Bias Compounds, Variance Washes Out
Round-to-nearest makes the same rounding error every time it sees the same value. Stochastic rounding makes a different error each time, centered on zero. When the same error repeats, it compounds. When errors are random and centered, they cancel.
Add 0.001 to 1.0 a thousand times in BF16 and round-to-nearest never moves. Every update falls closer to 1.0 than to the next representable value, so every update is absorbed. Stochastic rounding reaches 2.0, because each update rounds up with a probability proportional to its size, and a thousand small chances add up.
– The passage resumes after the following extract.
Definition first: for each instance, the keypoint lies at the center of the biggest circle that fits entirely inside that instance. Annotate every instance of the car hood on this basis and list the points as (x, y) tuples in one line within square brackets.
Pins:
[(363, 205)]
Over $n$ steps, biased errors grow as $O(n)$, but unbiased errors grow as $O(\sqrt{n})$. The random jitter cancels out.
The Experiment
The obvious fix for rounding error is more precision. Error correction stores a bf16 value and an int8 residual, doubling the effective precision for 50% more storage. Training the same MLP with HeavyBall’s AdamW, we can test both axes independently, varying only the rounding and storage of the optimizer state, with parameters and computation in fp32.

Two clusters with nothing in between.
The unbiased methods (SR bf16 at 2B, ECC + SR at 3B) track fp32, but the biased methods (RNE bf16 at 2B,
ECC + RNE at 3B) stagnate together. The extra byte of correction didn’t move the biased methods.
Fix the bias and two bytes match four. Keep the bias and three bytes match two.